Anche a me è sempre parso che i veri contribuenti degli stati siano i datori di lavoro e chi esercita professioni autonome.
Tutti gli altri neanche sanno cosa vuol dire pagare le imposte sul reddito, se non quando devono sommare gli altri redditi a quelli da lavoro dipendente.
Di solito, il cittadino lavoratore dipendente viene quasi sempre dipinto come uno dotato della sana virtù di essere un pagatore delle imposte puntuale e precisissimo.
Di converso, tutti quelli che devono darsi da fare per poter corrispondere mensilmente ai dipendenti il loro giusto salario e allo stato le corrispondenti imposte, sono dei disonesti fruitori della possibilità che la comunità dà loro di prosperare alle spalle dei lavoratori dipendenti.
Raffigurare la realtà in questo modo è un villipendio all’opinione comune oppure è semplicemente un modo più corretto di dire le cose come stanno?
Feb 23rd, 2010 at 4:33 pm
Leonardo, IHC Says
Io non sono sicuro che il pezzo debba venir interpretato come una ribaltamento del senso comune, intendo che il dipendente sia solo un “costretto” e “l’autonomo” un povero cristo che non può che fare quel che fa. Se lo fosse peccherebbe di un generalismo pari alla posizione di “senso comune” che vorrebbe abbattere.
Piuttosto si può dire che il sistema tributario è impostato su incentivi (o non-incentivi) ottimi per spingere chi può evadere a farlo (sia che il motivo riguardi la sopravvivenza causa tassazione eccessiva, che riguardi semplicemente un voler massimizzare un guadagno già elevato) e chi dovrebbe arginare questo a fregarsene (chi compra e accetta il ribasso in cambio di pagamento al nero); Silvano dice benissimo questo.

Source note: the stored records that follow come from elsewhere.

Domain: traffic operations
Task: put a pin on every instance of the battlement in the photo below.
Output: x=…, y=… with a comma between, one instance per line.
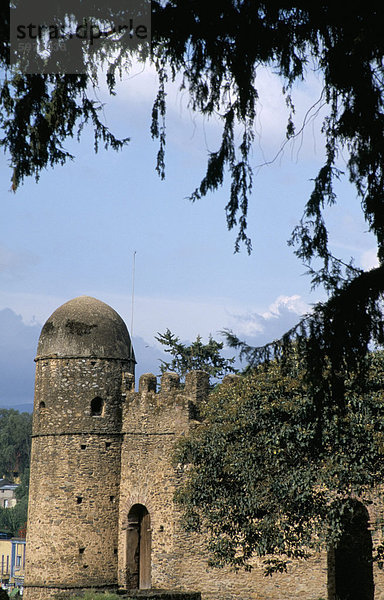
x=170, y=408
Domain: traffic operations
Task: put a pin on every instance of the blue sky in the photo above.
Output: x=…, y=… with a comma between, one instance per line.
x=75, y=231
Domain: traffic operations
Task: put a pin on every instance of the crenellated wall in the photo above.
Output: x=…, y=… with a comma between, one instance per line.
x=152, y=423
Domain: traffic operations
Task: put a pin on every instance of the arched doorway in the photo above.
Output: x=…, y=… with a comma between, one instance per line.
x=350, y=568
x=139, y=548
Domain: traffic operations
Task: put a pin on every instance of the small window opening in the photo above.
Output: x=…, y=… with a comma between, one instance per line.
x=97, y=405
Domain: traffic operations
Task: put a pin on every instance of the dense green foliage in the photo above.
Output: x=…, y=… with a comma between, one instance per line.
x=257, y=481
x=206, y=357
x=15, y=442
x=15, y=449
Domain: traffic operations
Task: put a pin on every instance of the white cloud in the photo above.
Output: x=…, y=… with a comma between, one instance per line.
x=13, y=263
x=259, y=328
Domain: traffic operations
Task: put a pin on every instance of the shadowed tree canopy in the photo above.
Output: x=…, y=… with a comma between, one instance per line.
x=257, y=482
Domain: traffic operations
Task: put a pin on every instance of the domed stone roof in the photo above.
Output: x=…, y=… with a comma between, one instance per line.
x=85, y=327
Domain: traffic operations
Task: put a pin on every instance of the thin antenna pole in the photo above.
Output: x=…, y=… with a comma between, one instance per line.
x=133, y=290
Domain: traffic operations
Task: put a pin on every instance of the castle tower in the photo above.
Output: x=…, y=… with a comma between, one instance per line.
x=83, y=351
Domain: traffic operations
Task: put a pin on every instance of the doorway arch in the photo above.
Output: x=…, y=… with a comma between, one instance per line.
x=350, y=567
x=138, y=559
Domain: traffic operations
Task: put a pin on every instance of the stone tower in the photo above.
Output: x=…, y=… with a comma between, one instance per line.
x=83, y=352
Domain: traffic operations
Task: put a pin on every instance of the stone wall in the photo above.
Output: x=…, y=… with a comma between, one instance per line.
x=152, y=423
x=75, y=475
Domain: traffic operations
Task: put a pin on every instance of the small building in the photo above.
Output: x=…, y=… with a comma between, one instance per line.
x=12, y=562
x=7, y=493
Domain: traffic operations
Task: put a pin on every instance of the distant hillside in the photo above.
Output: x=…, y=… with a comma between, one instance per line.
x=27, y=407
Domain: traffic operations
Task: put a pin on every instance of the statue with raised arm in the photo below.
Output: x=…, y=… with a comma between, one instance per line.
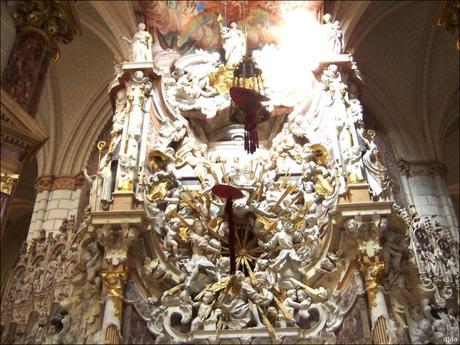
x=233, y=42
x=141, y=45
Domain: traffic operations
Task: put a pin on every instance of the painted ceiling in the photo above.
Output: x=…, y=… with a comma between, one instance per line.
x=182, y=25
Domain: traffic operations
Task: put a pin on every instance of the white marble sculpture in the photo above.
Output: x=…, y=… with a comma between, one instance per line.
x=234, y=43
x=333, y=34
x=141, y=45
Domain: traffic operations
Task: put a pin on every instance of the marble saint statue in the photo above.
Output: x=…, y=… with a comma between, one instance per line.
x=141, y=45
x=234, y=43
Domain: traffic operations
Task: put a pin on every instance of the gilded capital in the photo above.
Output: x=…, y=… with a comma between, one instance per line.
x=56, y=21
x=7, y=182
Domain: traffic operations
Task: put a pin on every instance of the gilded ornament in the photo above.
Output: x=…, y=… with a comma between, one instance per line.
x=323, y=185
x=321, y=155
x=114, y=282
x=56, y=21
x=222, y=79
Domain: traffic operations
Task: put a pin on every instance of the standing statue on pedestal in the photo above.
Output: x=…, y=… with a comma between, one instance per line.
x=141, y=45
x=333, y=34
x=376, y=174
x=234, y=42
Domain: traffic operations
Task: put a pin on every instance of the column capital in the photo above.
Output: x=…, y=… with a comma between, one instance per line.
x=7, y=182
x=56, y=21
x=421, y=168
x=51, y=182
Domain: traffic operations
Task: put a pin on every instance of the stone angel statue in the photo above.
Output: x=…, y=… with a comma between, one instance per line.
x=233, y=42
x=141, y=45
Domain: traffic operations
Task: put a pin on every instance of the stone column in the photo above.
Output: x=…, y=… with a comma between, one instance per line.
x=41, y=25
x=8, y=182
x=114, y=281
x=425, y=186
x=57, y=199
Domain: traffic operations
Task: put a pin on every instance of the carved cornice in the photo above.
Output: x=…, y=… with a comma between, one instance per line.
x=421, y=168
x=56, y=21
x=51, y=182
x=7, y=182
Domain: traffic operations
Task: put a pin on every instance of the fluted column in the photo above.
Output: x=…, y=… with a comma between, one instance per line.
x=41, y=25
x=8, y=182
x=424, y=185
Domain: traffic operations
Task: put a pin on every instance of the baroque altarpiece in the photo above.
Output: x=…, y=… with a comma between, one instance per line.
x=323, y=253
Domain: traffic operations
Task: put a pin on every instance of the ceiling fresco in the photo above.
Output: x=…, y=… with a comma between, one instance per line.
x=182, y=25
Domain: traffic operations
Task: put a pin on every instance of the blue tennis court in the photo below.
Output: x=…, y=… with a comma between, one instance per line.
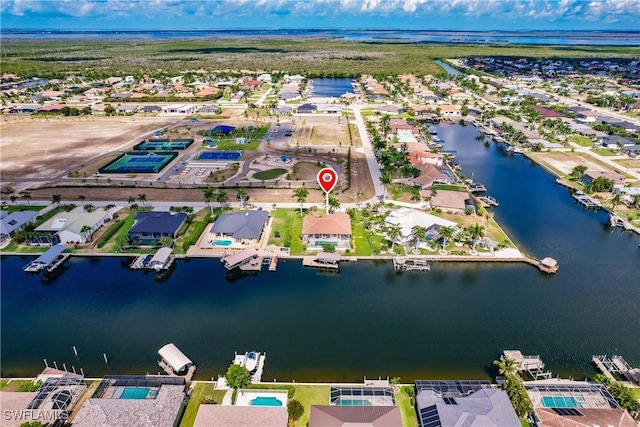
x=232, y=156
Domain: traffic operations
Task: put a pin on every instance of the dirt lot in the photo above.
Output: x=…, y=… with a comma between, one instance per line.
x=46, y=148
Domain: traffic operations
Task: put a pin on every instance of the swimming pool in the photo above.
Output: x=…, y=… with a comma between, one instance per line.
x=138, y=393
x=559, y=402
x=265, y=401
x=353, y=402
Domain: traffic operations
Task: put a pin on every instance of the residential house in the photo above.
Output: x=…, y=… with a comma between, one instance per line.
x=463, y=403
x=408, y=218
x=11, y=223
x=111, y=404
x=75, y=226
x=597, y=407
x=149, y=227
x=341, y=416
x=333, y=228
x=244, y=227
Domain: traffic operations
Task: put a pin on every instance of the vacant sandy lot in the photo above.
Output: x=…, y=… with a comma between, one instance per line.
x=47, y=148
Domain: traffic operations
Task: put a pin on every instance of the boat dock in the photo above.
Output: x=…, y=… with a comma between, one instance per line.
x=322, y=260
x=410, y=264
x=50, y=260
x=254, y=362
x=489, y=201
x=586, y=201
x=533, y=365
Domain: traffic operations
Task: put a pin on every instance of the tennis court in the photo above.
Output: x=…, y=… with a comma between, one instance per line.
x=159, y=144
x=228, y=156
x=139, y=162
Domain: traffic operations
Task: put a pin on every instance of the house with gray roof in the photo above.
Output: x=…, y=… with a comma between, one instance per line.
x=244, y=227
x=13, y=222
x=455, y=403
x=149, y=227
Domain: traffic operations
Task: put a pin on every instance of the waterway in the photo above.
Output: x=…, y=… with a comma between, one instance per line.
x=331, y=87
x=367, y=320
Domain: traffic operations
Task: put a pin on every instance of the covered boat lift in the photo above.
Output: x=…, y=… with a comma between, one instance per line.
x=174, y=362
x=47, y=259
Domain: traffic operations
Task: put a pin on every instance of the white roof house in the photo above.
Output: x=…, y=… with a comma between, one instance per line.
x=68, y=226
x=408, y=218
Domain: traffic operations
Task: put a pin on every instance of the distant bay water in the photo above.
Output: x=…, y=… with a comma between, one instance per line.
x=612, y=38
x=367, y=320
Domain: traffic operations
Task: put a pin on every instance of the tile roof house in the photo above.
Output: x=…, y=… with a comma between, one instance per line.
x=333, y=228
x=340, y=416
x=241, y=416
x=67, y=227
x=149, y=227
x=245, y=227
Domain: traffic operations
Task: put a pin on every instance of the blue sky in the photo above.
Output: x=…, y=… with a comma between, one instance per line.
x=357, y=14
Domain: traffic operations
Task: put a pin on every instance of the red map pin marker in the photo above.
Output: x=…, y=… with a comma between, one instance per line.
x=327, y=178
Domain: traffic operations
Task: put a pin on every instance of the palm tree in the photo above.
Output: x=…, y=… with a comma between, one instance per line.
x=56, y=199
x=419, y=234
x=242, y=196
x=393, y=232
x=476, y=231
x=221, y=197
x=209, y=193
x=27, y=196
x=334, y=203
x=445, y=233
x=301, y=194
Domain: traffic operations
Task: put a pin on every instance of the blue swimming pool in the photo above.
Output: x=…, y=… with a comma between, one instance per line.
x=265, y=401
x=137, y=393
x=559, y=402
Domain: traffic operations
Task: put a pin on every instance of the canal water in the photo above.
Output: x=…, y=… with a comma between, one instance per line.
x=331, y=87
x=366, y=320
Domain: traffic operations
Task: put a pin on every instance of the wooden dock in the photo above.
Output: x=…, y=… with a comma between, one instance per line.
x=411, y=264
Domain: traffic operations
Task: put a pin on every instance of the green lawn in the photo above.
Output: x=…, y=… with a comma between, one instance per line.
x=287, y=221
x=310, y=395
x=581, y=140
x=269, y=174
x=407, y=410
x=201, y=392
x=604, y=151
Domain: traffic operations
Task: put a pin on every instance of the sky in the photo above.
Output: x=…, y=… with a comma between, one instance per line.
x=622, y=15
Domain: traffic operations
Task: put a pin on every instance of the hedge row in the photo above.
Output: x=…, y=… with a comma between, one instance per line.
x=110, y=232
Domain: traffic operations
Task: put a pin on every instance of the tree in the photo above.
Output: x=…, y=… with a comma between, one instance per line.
x=209, y=193
x=295, y=410
x=166, y=241
x=221, y=197
x=237, y=377
x=334, y=203
x=301, y=194
x=56, y=199
x=242, y=196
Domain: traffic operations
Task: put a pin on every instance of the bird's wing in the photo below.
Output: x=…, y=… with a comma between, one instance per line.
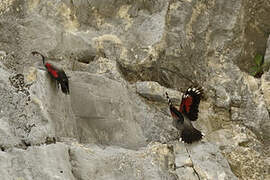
x=52, y=70
x=176, y=114
x=190, y=103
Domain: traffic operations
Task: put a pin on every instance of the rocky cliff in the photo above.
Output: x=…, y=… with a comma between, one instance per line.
x=121, y=56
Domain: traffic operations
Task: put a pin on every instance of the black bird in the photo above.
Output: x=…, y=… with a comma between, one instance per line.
x=188, y=112
x=56, y=73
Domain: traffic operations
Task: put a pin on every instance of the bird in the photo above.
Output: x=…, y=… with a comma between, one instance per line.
x=188, y=112
x=56, y=73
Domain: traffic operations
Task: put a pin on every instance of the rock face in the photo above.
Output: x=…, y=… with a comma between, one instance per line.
x=121, y=57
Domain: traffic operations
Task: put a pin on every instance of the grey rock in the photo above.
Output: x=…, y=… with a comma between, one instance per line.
x=154, y=91
x=103, y=111
x=267, y=52
x=209, y=162
x=92, y=162
x=173, y=43
x=41, y=162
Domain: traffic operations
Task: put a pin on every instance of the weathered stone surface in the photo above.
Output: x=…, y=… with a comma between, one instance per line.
x=40, y=162
x=173, y=43
x=201, y=161
x=154, y=91
x=154, y=162
x=103, y=111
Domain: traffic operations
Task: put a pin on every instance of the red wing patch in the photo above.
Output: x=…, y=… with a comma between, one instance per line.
x=186, y=103
x=190, y=103
x=52, y=70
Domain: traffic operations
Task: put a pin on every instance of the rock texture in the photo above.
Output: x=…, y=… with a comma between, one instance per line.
x=121, y=57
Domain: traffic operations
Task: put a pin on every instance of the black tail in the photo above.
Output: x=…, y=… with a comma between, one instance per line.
x=190, y=135
x=168, y=98
x=63, y=80
x=38, y=53
x=64, y=87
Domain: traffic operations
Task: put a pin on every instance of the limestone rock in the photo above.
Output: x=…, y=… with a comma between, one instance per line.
x=154, y=91
x=42, y=162
x=93, y=162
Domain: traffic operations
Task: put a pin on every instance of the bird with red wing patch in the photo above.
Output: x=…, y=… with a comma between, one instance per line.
x=56, y=73
x=190, y=102
x=188, y=109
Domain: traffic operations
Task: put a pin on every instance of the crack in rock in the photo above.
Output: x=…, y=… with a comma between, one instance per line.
x=189, y=155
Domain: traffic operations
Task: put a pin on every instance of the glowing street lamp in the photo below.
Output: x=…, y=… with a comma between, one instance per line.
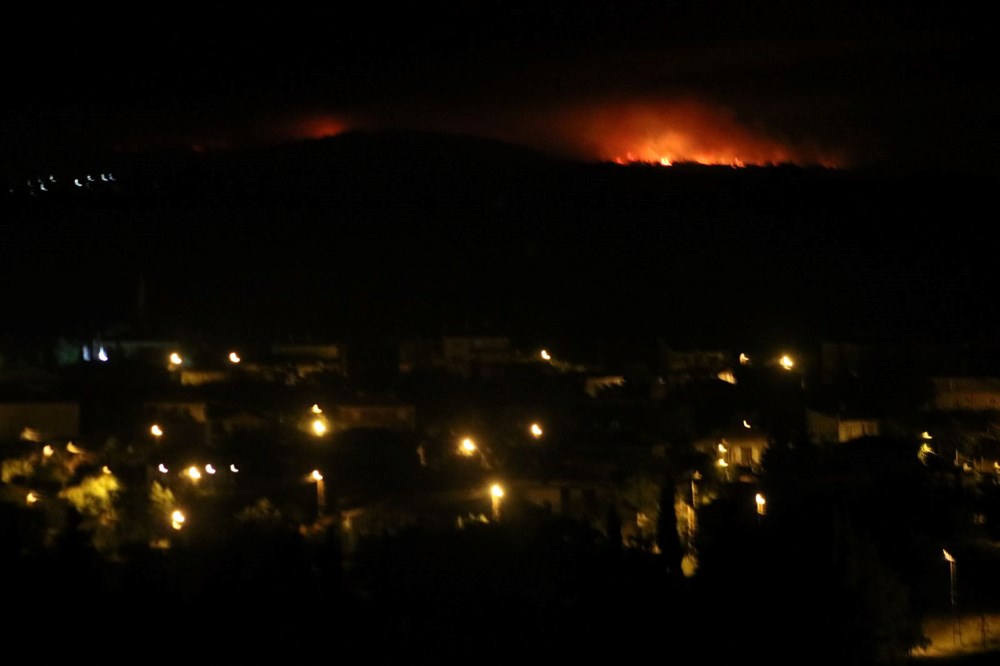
x=953, y=575
x=496, y=494
x=467, y=447
x=317, y=478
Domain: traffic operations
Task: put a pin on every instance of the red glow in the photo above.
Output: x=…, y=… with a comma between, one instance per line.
x=315, y=127
x=668, y=133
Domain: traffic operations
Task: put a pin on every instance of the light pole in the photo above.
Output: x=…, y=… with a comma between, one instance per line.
x=496, y=493
x=953, y=576
x=320, y=492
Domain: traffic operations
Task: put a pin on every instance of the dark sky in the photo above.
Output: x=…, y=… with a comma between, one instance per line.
x=847, y=83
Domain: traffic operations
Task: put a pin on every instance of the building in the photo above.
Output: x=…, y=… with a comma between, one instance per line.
x=39, y=421
x=837, y=428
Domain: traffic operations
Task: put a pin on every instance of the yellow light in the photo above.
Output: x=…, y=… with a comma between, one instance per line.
x=726, y=376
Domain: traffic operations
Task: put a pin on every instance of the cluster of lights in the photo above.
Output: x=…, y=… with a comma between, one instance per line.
x=193, y=472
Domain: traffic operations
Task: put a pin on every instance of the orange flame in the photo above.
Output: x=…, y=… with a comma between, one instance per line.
x=671, y=132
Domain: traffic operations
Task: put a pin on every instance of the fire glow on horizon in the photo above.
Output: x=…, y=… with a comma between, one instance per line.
x=671, y=132
x=628, y=132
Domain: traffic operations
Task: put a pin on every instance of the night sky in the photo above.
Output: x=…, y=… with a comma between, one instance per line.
x=864, y=87
x=836, y=83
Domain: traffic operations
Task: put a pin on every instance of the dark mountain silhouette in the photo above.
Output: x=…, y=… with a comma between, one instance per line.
x=406, y=233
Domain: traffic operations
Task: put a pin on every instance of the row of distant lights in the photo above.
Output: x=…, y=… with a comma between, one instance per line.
x=43, y=184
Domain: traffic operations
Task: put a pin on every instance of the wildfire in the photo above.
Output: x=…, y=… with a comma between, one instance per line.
x=666, y=133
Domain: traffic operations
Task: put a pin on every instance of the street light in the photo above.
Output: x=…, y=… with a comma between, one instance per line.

E può essere vero che senza questo “accorgimento evasivo” molte transazioni non avrebbero luogo; dall’altra parte però una diversa distribuzione del carico fiscale (preso il totale come dato, come giustamente ci insegna a vedere Silvano fuori da qualsiasi retorica di “risorse in più” da ottenere dall’evasione) può aprire altri spazi di domanda o di risparmio, significando i secondi finanziamento agli investimenti, quindi una posizione definitiva sull’argomento non può, credo, venir presa. Queste considerazioni seguono dai suoi punti 1 e 3.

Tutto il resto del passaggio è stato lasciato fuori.